|A-X-Z-B, extended both ways to meet the axes, is the PPC Curve|
Let us explain the concept with the help of the adjoining diagram.
Any point inside the PPC is a point of less than full employment. If we move from X to Z, we sacrifice XY of food and get YZ of clothing. Thus a full-employment economy must sacrifice some amount of one commodity to get some amount of another commodity. The opposite thing will happen if we move from Z to Y. We will sacrifice YZ of clothing to get XY of food. Thus a Production Possibility Curve shows the options open to a society. It shows the maximum possible combined output of two commodities.
If we are at a point, which is inside the Production Possibility Curve, then it implies less than full-employment. At this point we can increase the production of both the commodities and eventually move to a full-employment point on the PPC. After attaining full-employment we can choose any point on the Production Possibility Curve, like A, B, X, Z etc.
Opportunity Cost: As the economy decides to produce more of one commodity at full-employment level, it will have to give up some units of some other commodity. At full-employment no factor of production remains unutilized. The opportunity cost of a product at full-employment level is the alternative, which must be given up to produce that product. In the above diagram when we move from point X to Z, we have to give up XY of food to get YZ of clothing. Therefore, XY of food is the opportunity cost of YZ quantity of clothing. As we further increase the production of cotton, the opportunity cost increases. This is because first of all we will plant cotton in those areas, which are not very suitable for food grain cultivation. If we go on increasing cotton production, more efficient food grain-producing lands will have to be brought under cotton production. Thus the opportunity cost also increases.

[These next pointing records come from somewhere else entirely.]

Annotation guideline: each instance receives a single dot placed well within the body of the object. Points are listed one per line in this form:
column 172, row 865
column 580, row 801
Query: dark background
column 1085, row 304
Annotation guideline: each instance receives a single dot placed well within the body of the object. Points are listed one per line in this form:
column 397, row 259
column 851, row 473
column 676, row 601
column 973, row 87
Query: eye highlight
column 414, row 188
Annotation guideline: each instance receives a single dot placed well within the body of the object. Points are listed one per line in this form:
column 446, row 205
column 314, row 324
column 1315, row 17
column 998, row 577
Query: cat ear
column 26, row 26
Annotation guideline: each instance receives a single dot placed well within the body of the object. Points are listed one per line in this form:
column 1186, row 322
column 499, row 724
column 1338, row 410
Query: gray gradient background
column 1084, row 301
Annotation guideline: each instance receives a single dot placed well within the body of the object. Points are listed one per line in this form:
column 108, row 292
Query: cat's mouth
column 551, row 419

But a Production Possibility Curve does not include all options. It does not include options under less than full-employment.
We can select any point on the PPC if we manage the economy well and maintain a high level of employment. Otherwise, if we mismanage the economy, we will end up inside the curve, say at point I.
But we cannot be at a point, which is outside the PPC, (say at point Q) with our present land, labour, capital and technology.
Outward shift of the Production Possibility Curve.
With passage of time it may be possible for us to attain the point translated above. This will be possible when our economy grows and the productive capacity increases.
Reasons for growth:
1. Technological improvement - better and more economical ways of producing goods
2. Increase in capital
3. Increase in labour force
Growth of the economy will be slower if more of the current resources are used for the production of consumption goods to satisfy current wants.
Conversely, growth of the economy will be faster if more resources are directed towards production of capital goods to take care of future needs.